This is almost word to word what I'm seeing.
Disabling SMT didn't remove the problem and there's no option to disable OPCache on MSI Mortar Arctic. Setting the LLC to 5/8 didn't help either.
> In the Asus BIOS there is an option called called OPCache Control. Disabling this may resolve this issue.
> Another suggestion is to try disabling SMT. Look for an option in the Bios called 'Disable SMT'.
Thank you for sharing this information. However, as I said at May 23, 2017 6:14 PM in this thread,
the above mentioned workarounds didn't work for me. In addition, although my BIOS is ASUS PRIME X370 pro,
there would be no OPCache option.
Is AMD trying to make a new AGESA fixes this problem, not only finding workarounds which may work for some people?
I am having exactly the same issues as the original poster (and the numerous others that have posted on the gentoo forum linked in the original message). I do not have an OP Cache setting in my motherboard (MSI X370 Gaming Pro Carbon) so I am not able to disable it. Turning off SMT does not fix the problem.
I have tried various combinations of the following with little to no effect:
Varying clock speeds and timings of my RAM (Corsair 3200MHz) as low as 1866MHz CL 16.
Using the "performance" CPU governor.
Various LLC settings from auto (off?) through 4.
Setting the NB voltage up to 1.15V
While the problem encountered is 'random' segmentation faults in that they do not occur in any fixed memory address or particular part of a compile, the system will very consistently crash / segfault in any highly multi-threaded process that uses a lot of RAM. To reproduce the issue, I simply loop through compiling mesa 17.0 with -j16 and the build directory mounted to tmpfs (i.e. a ramdisk location for the build files).

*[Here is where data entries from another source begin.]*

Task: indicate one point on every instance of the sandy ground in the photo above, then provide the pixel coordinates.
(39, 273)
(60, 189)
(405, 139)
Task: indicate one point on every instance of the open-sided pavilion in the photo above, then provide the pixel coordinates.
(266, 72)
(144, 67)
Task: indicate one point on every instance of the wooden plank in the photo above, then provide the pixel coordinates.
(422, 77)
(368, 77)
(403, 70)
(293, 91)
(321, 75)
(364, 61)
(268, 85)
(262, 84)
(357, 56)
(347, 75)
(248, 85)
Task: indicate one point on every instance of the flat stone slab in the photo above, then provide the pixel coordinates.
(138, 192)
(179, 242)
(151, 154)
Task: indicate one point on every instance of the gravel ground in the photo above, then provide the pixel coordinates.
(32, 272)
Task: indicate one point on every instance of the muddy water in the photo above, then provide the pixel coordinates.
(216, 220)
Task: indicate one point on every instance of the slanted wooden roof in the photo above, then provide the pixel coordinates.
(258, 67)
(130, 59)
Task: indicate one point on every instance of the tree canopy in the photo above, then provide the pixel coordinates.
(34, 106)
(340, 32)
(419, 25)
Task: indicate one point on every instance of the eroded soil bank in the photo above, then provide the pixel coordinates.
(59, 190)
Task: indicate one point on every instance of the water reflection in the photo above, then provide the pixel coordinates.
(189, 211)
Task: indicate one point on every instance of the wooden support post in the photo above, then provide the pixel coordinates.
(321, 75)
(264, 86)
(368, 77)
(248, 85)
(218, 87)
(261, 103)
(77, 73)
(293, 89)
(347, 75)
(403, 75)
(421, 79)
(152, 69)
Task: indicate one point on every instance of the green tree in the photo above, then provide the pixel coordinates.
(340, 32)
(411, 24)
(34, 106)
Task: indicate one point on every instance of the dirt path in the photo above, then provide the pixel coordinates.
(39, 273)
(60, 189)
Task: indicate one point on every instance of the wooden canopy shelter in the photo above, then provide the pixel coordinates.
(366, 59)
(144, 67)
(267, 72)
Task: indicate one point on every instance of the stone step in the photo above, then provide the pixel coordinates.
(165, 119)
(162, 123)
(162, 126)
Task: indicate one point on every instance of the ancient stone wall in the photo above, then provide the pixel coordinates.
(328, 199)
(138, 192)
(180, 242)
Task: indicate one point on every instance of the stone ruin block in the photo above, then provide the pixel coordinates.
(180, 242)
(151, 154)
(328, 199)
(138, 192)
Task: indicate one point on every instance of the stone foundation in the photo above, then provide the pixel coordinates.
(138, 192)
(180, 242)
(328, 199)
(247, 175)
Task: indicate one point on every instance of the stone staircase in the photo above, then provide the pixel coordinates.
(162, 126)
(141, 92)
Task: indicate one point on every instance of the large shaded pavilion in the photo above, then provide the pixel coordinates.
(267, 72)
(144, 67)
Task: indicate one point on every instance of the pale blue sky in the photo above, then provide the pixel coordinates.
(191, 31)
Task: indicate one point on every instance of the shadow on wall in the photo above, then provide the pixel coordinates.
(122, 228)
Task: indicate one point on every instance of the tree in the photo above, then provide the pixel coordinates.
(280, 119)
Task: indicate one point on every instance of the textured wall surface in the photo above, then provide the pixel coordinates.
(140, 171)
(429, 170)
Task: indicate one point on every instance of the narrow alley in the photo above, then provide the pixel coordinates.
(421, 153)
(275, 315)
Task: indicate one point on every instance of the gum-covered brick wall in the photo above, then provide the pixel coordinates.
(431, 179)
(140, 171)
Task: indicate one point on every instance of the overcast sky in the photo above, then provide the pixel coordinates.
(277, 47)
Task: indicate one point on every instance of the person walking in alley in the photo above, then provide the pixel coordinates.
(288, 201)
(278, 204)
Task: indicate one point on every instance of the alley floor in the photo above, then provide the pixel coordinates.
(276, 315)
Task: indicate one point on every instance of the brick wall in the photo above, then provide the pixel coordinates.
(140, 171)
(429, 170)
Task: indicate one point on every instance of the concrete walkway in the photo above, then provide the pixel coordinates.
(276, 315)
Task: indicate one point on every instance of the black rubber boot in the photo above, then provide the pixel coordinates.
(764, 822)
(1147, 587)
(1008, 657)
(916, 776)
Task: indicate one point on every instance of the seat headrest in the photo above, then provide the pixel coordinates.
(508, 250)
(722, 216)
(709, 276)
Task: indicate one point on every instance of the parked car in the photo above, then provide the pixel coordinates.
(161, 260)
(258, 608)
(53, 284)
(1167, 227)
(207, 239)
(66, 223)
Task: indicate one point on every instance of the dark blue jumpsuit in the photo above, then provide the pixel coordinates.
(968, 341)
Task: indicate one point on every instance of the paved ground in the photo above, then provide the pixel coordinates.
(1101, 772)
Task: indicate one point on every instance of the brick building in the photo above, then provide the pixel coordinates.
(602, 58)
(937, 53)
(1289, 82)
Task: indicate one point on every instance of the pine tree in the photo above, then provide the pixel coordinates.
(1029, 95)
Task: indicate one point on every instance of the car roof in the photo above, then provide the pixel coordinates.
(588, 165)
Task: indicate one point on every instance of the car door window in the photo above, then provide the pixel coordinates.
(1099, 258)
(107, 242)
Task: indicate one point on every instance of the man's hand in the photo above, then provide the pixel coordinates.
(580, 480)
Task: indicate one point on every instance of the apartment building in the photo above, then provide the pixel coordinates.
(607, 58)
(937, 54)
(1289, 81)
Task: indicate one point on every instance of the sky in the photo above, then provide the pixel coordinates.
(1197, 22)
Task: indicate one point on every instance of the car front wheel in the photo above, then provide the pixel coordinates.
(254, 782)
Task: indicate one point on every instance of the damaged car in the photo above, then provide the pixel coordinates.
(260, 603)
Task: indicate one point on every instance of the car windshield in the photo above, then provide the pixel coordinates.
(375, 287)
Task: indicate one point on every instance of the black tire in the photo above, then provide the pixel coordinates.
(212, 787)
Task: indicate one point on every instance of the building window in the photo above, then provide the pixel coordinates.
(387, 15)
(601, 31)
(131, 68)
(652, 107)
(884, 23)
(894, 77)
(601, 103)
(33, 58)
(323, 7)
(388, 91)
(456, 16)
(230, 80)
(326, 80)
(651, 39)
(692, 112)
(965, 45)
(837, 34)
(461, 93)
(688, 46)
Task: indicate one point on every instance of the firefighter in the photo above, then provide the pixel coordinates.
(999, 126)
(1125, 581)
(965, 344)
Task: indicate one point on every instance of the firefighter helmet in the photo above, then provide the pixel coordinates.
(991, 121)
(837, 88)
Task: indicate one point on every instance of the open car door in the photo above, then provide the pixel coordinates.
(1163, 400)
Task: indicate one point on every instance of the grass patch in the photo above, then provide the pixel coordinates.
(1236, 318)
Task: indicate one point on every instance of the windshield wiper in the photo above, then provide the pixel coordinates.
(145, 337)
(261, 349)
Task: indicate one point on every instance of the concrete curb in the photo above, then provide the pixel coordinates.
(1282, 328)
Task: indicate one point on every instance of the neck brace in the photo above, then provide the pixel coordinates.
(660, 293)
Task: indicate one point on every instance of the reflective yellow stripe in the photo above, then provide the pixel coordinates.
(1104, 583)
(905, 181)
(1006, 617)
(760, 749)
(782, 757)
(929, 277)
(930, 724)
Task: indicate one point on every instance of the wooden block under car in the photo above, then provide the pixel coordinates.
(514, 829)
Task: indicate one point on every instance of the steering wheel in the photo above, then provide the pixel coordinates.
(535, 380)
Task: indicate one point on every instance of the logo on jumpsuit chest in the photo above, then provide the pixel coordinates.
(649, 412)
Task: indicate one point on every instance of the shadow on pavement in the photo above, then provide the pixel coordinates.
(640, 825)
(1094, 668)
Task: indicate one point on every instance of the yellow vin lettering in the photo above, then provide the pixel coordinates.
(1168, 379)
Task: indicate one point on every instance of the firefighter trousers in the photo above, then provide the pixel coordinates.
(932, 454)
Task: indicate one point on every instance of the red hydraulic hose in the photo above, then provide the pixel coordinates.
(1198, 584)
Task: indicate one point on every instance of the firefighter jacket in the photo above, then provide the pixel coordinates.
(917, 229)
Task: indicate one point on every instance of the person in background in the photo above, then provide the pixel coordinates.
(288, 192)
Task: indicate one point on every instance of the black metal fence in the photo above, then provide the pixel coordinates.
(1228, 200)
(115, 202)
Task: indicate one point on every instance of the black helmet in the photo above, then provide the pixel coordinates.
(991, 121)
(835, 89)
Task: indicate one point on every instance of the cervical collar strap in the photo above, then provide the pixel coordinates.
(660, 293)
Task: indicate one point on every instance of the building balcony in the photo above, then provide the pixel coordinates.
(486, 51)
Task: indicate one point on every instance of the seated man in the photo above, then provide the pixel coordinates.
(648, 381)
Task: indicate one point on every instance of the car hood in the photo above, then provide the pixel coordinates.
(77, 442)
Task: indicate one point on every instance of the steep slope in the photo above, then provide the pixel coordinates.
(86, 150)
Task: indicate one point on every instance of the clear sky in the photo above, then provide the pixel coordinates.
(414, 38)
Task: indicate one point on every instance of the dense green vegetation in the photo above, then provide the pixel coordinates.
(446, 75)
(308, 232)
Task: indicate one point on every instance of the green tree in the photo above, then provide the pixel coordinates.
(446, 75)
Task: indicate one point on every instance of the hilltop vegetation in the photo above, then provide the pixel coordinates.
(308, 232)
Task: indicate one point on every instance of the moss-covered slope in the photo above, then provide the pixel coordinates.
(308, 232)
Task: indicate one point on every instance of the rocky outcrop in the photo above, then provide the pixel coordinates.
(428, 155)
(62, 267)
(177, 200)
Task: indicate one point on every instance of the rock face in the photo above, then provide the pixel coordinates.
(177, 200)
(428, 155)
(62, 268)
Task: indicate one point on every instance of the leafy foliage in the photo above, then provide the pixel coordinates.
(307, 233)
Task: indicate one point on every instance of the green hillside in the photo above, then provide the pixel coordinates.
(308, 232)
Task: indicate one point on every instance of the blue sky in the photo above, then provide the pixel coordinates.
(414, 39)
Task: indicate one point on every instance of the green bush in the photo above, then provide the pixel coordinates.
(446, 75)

If I make it past 10 minutes without a segfault it's a lucky run.
I can't monitor CPU temperatures within Linux yet, but this does not appear to be heat related - cool ambient temperatures with the case open and a room fan blowing directly into the case did not increase the stability to any noticeable degree (and the CPU temperatures in Windows running prime95 with 16 workers stay reasonable).
Note that this problem is not limited to compilation tasks in Linux - prime95 will throw errors as well. It's just much less frequent (e.g. where compiling mesa in a ramdisk will segfault in minutes, prime95 can go for a few hours before complaining.)
I would really appreciate a response as "This question is Assumed Answered." is not true. The problem exists, and even if disabling SMT "fixed" it (which I'll repeat - it doesn't) that isn't an answer.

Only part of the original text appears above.